Tiga territori waktu juga maksudkan bahwa agar anak belajar menghargai orang lain khususnya orang tuanya karena pada tiga waktu tersebut saat orang tua istirahat, melepas penat dan bahkan mungkin pula membuka aurat, pakaian luarnya dan pekerjaan lainnya yang harus dihargai oleh seorang anak.
Demikian pula Islam memberikan pengajaran bahwa berkomunikasi dan berinteraksi haruslah memperhatikan konteks ruang dan waktu.
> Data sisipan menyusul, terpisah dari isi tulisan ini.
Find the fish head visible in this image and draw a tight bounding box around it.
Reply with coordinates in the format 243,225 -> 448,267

Hal ini bukan semata untuk kepentingan efektifitas dalam komunikasi melainkan terkait dengan persoalan etika dan makna berkomunikasi (meaning) yaitu seseorang haruslah saling menghargai nilai (termasuk pemahaman) yang diyakini oleh orang lain, sehingga dengan mengedepankan nilai-nilai etis dalam berinteraksi menjadikan komunikasi tidak hanya sekedar bernilai, namun pula bermakna (meaningfull).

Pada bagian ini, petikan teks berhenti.